List comprehensions

One of the situations where programming is at its most powerful is processing sequences of items and events. Computers are good at repeating things. For example, in the previous parts of this material we have been iterating over strings, lists and dictionaries in various ways.

Let's assume we have a list of integers, and we would need the same list of items in string format. A traditional way of completing the task could look like this:

numbers = [1, 2, 3, 6, 5, 4, 7]

strings = []
for number in numbers:
    strings.append(str(number))

List comprehensions

There is also a more "pythonic" way of generating lists from existing lists. These are called list comprehensions.

The idea is to fit on a single line both the description of what should be done to each item on the list, and the assignment of the result to a new list.

In the above example, the operation performed on each item on the list was very simple: each integer was converted into a string. Let's see what this would look like implemented with a list comprehension:

numbers = [1, 2, 3, 6, 5, 4, 7]
strings = [str(number) for number in numbers]

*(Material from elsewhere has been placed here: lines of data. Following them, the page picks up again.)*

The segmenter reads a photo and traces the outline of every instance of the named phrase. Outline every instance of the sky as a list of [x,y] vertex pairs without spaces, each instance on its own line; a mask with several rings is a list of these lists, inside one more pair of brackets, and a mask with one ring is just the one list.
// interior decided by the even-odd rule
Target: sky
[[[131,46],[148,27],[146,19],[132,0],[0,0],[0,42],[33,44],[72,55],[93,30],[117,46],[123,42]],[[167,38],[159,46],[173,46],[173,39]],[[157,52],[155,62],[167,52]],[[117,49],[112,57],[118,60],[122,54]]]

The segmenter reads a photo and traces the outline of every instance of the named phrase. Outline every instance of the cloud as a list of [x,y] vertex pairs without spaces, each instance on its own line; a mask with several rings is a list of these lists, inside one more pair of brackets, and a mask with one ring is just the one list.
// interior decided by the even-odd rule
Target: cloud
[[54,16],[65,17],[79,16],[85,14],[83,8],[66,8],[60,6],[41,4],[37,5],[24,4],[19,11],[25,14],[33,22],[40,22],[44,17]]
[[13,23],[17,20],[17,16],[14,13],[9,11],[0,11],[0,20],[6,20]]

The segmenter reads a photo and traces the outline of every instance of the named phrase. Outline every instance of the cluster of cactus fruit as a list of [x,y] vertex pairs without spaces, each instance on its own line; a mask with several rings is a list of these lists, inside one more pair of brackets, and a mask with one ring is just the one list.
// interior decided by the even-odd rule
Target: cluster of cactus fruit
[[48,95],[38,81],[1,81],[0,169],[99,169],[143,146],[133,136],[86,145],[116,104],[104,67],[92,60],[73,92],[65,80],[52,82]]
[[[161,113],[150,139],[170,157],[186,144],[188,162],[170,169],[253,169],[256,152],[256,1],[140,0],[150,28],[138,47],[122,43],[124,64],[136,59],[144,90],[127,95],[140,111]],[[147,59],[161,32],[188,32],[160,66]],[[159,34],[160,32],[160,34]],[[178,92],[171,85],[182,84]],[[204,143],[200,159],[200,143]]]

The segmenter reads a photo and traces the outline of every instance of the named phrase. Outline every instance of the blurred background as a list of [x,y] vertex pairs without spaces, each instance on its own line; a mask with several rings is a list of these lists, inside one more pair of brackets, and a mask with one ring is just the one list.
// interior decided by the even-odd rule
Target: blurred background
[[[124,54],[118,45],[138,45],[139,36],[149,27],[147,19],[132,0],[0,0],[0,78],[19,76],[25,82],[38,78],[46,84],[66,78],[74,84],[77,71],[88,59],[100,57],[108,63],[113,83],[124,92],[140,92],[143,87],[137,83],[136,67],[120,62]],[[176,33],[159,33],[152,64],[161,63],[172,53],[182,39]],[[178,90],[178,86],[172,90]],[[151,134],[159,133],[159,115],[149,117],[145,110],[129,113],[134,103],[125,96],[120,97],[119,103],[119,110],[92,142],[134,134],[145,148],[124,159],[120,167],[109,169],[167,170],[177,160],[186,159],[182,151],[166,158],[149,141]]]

The second line above contains many of the same elements as the more traditional iterative apporach, but the syntax is different. One way of generalising a list comprehension statement would be

[<expression> for <item> in <series>]

The square brackets around the list comprehension statement signal to Python that the result should be a new list. One by one, each item in the original list is processed, and the result is stored in the new list, just like in the iterative approach above. As a result we have a new list with exactly as many items as were in the original, and all items have been processed in an identical fashion.

(NB: the originals for the images in this part are temporarily missing, which is why there is some Finnish vocabulary in the illustrations in this part. We are working on fixing this.)

List comprehensions can handle much more complicated operations as well. We can perform calculations, such as multiplying the original items by ten:

numbers = list(range(1,10))
print(numbers)

numbers_multiplied = [number * 10 for number in numbers]
print(numbers_multiplied)

Sample output

[1, 2, 3, 4, 5, 6, 7, 8, 9] [10, 20, 30, 40, 50, 60, 70, 80, 90]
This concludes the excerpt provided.